Renal failure can occur for many possible reasons. Causes include obstruction of the urinary tract, hypercalcaemia, direct infiltration of the kidneys (e.g. by lymphoma), Bence Jones proteinuria (in myeloma), antibiotics, cytotoxic drugs and the tumour lysis syndrome. This latter is the result of massive necrosis of tumour cells during treatment with cytotoxic drugs. Features include hyperkalaemia, hyperuricaemia, hyperphosphataemia and hypocalcaemia. It is particularly likely to occur with large, chemosensitive tumours such as some lymphomas, and with leukaemias, and can cause acute renal failure. Preventive measures include the maintenance of adequate hydration, giving allopurinol to inhibit uric acid synthesis, and careful monitoring of fluid and electrolyte status. Some drugs (e.g. rasburicase) that may be given to promote uric acid breakdown in vivo continue to act in vitro after a specimen of blood is withdrawn and may produce a spuriously low value when the concentration of uric acid is measured.

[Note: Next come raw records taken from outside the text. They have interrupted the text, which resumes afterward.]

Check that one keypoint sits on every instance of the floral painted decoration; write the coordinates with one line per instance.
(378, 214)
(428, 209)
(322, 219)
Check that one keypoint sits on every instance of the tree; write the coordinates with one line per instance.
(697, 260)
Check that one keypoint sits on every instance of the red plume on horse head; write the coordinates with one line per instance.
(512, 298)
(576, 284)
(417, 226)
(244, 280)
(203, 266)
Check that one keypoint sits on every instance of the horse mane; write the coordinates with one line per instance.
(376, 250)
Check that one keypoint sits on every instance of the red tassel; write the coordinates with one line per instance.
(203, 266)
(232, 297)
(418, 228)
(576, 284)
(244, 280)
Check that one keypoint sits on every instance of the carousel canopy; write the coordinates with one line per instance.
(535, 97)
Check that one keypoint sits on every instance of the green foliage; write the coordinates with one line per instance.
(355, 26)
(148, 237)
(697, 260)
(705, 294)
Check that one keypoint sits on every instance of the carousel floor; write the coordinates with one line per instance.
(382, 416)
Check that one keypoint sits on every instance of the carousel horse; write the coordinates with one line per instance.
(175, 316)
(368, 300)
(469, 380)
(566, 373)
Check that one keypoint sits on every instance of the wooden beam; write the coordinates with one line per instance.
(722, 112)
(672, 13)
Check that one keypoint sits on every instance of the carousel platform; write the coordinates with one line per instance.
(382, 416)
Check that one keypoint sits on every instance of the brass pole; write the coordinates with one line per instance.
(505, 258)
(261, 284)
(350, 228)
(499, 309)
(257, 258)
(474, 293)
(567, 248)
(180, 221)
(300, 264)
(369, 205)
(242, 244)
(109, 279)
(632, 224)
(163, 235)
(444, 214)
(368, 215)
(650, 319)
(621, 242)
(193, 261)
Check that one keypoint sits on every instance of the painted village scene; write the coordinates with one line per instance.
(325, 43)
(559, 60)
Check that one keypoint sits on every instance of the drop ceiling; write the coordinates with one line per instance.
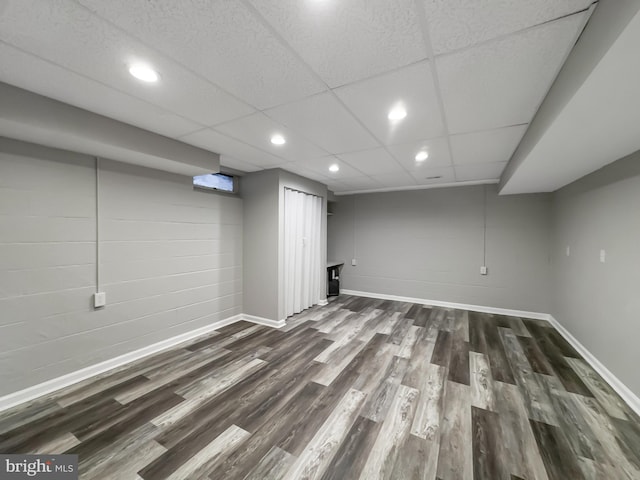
(323, 73)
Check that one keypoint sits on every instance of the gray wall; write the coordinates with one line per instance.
(429, 244)
(263, 195)
(171, 260)
(599, 302)
(261, 231)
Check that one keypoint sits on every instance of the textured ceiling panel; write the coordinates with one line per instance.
(321, 166)
(219, 39)
(72, 37)
(437, 148)
(486, 146)
(46, 78)
(373, 162)
(326, 122)
(348, 40)
(258, 129)
(410, 87)
(502, 82)
(427, 175)
(217, 142)
(455, 24)
(479, 171)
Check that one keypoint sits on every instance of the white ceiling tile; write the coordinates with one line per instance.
(227, 161)
(432, 175)
(479, 171)
(402, 179)
(412, 86)
(70, 36)
(372, 162)
(338, 187)
(360, 183)
(502, 82)
(295, 167)
(324, 120)
(52, 81)
(257, 130)
(321, 166)
(219, 143)
(457, 24)
(487, 146)
(220, 39)
(348, 40)
(437, 148)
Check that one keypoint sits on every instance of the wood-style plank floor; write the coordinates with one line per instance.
(358, 389)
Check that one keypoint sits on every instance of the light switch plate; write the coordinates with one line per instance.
(99, 299)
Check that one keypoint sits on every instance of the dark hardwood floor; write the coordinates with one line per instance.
(360, 388)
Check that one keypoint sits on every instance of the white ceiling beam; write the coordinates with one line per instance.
(530, 167)
(37, 119)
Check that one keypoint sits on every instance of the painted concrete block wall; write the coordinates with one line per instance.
(429, 244)
(171, 260)
(599, 302)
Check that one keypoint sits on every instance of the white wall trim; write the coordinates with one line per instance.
(31, 393)
(264, 321)
(621, 389)
(461, 306)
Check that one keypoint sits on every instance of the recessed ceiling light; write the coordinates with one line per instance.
(397, 113)
(422, 155)
(278, 140)
(144, 73)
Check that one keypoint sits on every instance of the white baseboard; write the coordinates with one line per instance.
(31, 393)
(264, 321)
(621, 389)
(461, 306)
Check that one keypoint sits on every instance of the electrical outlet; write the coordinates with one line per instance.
(99, 299)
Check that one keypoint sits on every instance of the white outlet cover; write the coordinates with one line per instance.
(99, 299)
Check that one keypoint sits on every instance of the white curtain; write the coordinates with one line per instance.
(302, 251)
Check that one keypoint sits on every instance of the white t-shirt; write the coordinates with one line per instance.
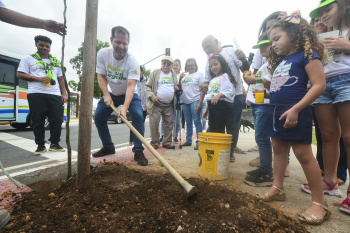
(2, 5)
(165, 89)
(264, 74)
(221, 84)
(191, 86)
(33, 67)
(258, 60)
(117, 72)
(338, 62)
(234, 63)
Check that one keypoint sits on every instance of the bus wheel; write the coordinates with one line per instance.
(20, 126)
(46, 124)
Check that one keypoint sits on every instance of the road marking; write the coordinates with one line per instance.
(29, 145)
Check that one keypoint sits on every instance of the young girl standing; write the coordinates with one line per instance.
(295, 59)
(263, 175)
(333, 106)
(220, 93)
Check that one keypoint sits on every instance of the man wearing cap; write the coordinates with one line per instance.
(160, 89)
(236, 61)
(120, 70)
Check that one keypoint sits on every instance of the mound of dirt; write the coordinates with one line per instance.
(119, 199)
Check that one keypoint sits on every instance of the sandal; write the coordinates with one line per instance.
(330, 191)
(345, 202)
(253, 149)
(280, 196)
(311, 219)
(239, 151)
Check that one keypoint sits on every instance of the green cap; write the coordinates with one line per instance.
(317, 12)
(257, 46)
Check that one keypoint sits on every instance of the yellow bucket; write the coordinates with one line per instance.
(214, 155)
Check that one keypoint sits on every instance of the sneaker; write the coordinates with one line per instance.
(187, 144)
(168, 147)
(232, 158)
(140, 158)
(40, 150)
(255, 162)
(259, 179)
(103, 152)
(56, 147)
(4, 218)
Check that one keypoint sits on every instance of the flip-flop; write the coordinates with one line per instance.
(346, 202)
(253, 149)
(240, 151)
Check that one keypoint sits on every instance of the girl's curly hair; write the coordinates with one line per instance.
(224, 67)
(303, 36)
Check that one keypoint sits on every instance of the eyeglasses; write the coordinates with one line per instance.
(166, 63)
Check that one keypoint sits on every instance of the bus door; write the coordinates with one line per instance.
(8, 90)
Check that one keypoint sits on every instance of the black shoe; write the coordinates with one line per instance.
(56, 147)
(40, 150)
(103, 152)
(140, 158)
(232, 158)
(168, 147)
(259, 179)
(4, 218)
(249, 173)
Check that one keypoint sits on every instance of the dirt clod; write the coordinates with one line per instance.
(119, 199)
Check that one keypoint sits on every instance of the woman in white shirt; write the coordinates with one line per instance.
(190, 84)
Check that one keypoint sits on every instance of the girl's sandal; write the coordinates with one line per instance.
(311, 219)
(345, 202)
(280, 196)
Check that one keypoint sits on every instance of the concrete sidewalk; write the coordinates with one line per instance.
(185, 161)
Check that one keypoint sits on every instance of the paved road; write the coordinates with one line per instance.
(17, 146)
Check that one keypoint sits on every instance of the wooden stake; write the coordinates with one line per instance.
(87, 89)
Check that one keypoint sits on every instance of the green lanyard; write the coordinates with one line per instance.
(48, 67)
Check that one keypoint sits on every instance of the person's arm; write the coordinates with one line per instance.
(318, 84)
(15, 18)
(30, 78)
(241, 56)
(341, 43)
(129, 95)
(63, 89)
(102, 82)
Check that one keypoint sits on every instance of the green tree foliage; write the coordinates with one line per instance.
(77, 63)
(146, 72)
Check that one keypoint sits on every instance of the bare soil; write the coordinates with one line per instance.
(119, 199)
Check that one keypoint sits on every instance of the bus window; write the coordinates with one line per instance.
(7, 74)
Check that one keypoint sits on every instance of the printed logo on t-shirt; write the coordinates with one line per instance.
(134, 72)
(166, 80)
(281, 76)
(115, 74)
(258, 74)
(187, 80)
(214, 88)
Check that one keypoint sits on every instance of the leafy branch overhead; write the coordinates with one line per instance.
(77, 63)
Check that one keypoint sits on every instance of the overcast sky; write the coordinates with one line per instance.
(153, 25)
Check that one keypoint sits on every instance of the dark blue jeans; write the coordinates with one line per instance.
(102, 113)
(235, 120)
(262, 139)
(42, 105)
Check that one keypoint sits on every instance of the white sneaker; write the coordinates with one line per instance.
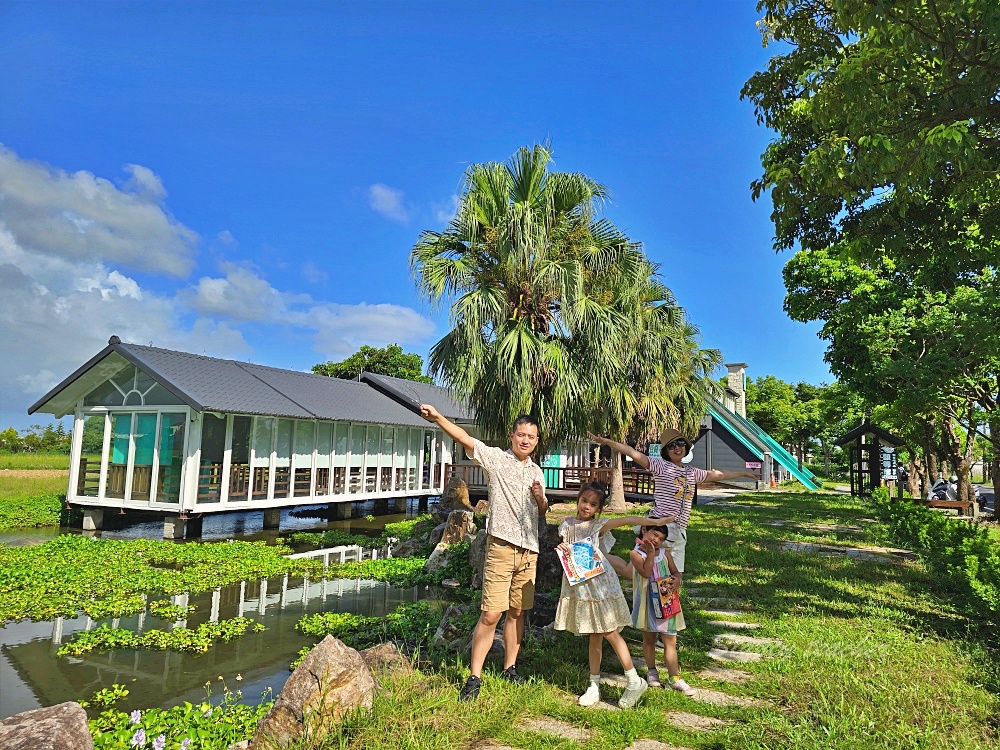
(632, 693)
(592, 696)
(679, 684)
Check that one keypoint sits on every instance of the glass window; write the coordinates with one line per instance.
(88, 483)
(144, 440)
(171, 452)
(117, 459)
(263, 439)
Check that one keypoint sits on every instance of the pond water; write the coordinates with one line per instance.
(32, 676)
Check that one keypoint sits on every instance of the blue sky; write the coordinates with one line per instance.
(247, 179)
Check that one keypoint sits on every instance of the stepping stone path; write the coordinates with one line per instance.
(718, 698)
(867, 554)
(725, 655)
(562, 729)
(724, 674)
(735, 625)
(694, 722)
(653, 745)
(727, 640)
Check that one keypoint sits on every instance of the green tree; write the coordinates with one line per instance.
(884, 173)
(554, 311)
(391, 361)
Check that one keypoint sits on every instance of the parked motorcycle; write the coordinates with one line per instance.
(947, 489)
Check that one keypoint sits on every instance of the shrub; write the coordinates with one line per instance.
(962, 552)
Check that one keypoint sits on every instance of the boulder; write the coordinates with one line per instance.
(460, 527)
(59, 727)
(456, 495)
(385, 658)
(437, 532)
(332, 681)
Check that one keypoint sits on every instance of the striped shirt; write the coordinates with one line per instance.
(674, 489)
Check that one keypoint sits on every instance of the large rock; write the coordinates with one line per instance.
(333, 680)
(460, 527)
(456, 495)
(60, 727)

Hypomagnesaemia (often accompanied by hypokalaemia) is a particular complication of treatment with cytotoxic drugs that affect the proximal renal tubules, such as cisplatin, which is frequently used in ovarian cancer. Massive renal loss of potassium can occur in patients requiring treatment with amphotericin for fungal infections, which can develop as a result of the immunosuppressive effect of some tumours and cytotoxic drugs.